Metadata-Version: 2.4
Name: pymayfly
Version: 0.1.0
Summary: Identity-Per-Transaction: ephemeral, transaction-scoped credentials for regulated data pipelines
Project-URL: Homepage, https://deterministicsystemslab.io
Project-URL: Repository, https://github.com/deterministicsystemslab/pymayfly
Project-URL: Issues, https://github.com/deterministicsystemslab/pymayfly/issues
Project-URL: Paper, https://doi.org/10.36227/techrxiv.174375803.76224567/v1
Project-URL: Changelog, https://github.com/deterministicsystemslab/pymayfly/blob/main/CHANGELOG.md
Author-email: Tristan McKinnon <tristan@deterministicsystemslab.io>
License-Expression: Apache-2.0
License-File: LICENSE
Keywords: data-engineering,ephemeral-credentials,fedramp,hipaa,iam,identity,identity-per-transaction,ipt,mayfly,security,serverless,zero-trust
Classifier: Development Status :: 3 - Alpha
Classifier: Intended Audience :: Developers
Classifier: Intended Audience :: Information Technology
Classifier: Programming Language :: Python :: 3.11
Classifier: Programming Language :: Python :: 3.12
Classifier: Topic :: Security
Classifier: Topic :: Software Development :: Libraries :: Python Modules
Classifier: Topic :: System :: Distributed Computing
Classifier: Typing :: Typed
Requires-Python: >=3.11
Provides-Extra: aws
Requires-Dist: boto3>=1.26; extra == 'aws'
Provides-Extra: dev
Requires-Dist: hatchling; extra == 'dev'
Requires-Dist: moto[s3,sts]>=5.0; extra == 'dev'
Requires-Dist: mypy>=1.0; extra == 'dev'
Requires-Dist: pytest-cov>=4.0; extra == 'dev'
Requires-Dist: pytest>=7.0; extra == 'dev'
Requires-Dist: ruff>=0.4; extra == 'dev'
Description-Content-Type: text/markdown

# pymayfly

**Identity-Per-Transaction for regulated data pipelines.**

*Like a mayfly, these credentials live for exactly one transaction.*

[![PyPI](https://img.shields.io/pypi/v/pymayfly)](https://pypi.org/project/pymayfly/)
[![Python](https://img.shields.io/pypi/pyversions/pymayfly)](https://pypi.org/project/pymayfly/)
[![License](https://img.shields.io/badge/license-Apache%202.0-blue)](LICENSE)

---

## The Problem

Most enterprise "zero trust" implementations authenticate once and trust indefinitely.

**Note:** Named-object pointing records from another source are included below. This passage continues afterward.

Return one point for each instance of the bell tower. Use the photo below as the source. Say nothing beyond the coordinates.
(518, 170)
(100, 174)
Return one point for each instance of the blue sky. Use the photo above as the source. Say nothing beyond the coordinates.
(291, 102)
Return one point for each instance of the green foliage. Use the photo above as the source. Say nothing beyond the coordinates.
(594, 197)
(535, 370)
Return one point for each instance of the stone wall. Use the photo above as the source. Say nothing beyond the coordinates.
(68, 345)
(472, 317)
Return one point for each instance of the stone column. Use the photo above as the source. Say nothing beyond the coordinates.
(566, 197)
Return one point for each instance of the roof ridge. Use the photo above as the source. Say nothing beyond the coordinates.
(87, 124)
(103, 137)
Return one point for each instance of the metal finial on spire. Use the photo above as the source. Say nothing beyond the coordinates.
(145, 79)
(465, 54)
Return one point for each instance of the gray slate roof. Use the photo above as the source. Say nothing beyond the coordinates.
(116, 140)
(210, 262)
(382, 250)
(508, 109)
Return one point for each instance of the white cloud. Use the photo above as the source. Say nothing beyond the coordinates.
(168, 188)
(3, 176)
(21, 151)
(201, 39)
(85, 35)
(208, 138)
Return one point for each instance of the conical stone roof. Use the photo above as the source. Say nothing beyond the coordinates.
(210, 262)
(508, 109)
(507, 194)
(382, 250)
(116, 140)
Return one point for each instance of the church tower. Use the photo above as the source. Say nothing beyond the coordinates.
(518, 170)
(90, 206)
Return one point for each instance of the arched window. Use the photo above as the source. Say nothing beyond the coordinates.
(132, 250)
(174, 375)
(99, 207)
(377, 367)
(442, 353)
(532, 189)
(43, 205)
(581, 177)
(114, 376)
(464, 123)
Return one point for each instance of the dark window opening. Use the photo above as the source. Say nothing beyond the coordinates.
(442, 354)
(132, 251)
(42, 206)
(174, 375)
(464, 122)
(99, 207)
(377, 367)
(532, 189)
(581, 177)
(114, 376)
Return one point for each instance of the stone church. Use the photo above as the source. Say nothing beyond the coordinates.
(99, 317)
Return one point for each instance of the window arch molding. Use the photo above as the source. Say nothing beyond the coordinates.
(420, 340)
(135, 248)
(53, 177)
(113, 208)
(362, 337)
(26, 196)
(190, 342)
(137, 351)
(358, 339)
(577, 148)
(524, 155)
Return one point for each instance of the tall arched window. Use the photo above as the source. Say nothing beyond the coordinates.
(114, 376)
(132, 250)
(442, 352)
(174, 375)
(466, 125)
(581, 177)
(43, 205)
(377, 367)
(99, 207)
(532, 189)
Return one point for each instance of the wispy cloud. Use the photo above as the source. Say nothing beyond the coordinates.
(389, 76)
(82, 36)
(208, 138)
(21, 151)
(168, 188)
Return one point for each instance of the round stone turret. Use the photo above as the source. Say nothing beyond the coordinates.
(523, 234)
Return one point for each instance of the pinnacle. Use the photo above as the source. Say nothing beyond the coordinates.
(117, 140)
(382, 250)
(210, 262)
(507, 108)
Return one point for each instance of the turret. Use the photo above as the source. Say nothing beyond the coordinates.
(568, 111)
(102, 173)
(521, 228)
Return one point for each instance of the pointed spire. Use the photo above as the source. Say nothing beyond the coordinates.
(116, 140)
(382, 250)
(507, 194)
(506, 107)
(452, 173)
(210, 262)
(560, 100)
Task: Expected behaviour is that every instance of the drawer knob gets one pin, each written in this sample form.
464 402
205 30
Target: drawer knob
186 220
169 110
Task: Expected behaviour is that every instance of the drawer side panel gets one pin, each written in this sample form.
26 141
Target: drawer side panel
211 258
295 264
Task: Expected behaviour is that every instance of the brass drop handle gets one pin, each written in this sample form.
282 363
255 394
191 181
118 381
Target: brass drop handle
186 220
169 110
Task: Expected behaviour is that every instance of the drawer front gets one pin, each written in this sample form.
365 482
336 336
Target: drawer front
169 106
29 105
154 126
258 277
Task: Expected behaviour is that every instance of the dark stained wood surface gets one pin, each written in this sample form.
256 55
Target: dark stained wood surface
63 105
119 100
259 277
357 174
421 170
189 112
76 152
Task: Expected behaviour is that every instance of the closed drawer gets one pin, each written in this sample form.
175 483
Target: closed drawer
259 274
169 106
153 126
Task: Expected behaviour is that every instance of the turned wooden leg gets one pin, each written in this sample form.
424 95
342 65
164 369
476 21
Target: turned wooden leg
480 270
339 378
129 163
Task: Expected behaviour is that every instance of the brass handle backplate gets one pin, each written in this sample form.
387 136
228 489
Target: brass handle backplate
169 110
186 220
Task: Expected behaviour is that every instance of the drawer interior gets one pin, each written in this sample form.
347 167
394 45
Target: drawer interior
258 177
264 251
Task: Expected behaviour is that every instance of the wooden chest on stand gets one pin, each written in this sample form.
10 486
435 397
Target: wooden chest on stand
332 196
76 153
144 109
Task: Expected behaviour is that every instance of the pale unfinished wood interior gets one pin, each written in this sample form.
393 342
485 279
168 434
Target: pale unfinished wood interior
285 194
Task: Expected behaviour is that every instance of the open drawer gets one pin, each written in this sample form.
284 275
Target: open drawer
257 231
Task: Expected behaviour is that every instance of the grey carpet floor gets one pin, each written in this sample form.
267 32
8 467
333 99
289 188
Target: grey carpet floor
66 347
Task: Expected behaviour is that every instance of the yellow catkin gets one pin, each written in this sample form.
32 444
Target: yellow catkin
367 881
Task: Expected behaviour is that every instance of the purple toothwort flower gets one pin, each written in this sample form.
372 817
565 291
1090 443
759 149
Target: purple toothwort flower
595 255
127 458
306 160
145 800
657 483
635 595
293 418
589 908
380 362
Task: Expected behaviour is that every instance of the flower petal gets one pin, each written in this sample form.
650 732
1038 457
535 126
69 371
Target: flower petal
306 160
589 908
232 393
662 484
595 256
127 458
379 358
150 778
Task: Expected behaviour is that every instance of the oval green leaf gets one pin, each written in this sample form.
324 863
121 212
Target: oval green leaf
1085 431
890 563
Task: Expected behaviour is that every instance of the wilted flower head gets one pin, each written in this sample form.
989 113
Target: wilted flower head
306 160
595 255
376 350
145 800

A single compromised credential — a leaked IAM role, a stolen service account key, a reused session token — exposes your entire data lake for hours or days.

## The Solution

**Identity-Per-Transaction (IPT)** issues credentials scoped to exactly one resource for exactly one transaction. A compromised credential exposes one object. When that object is deleted post-processing, the credential points at nothing for the remainder of its TTL.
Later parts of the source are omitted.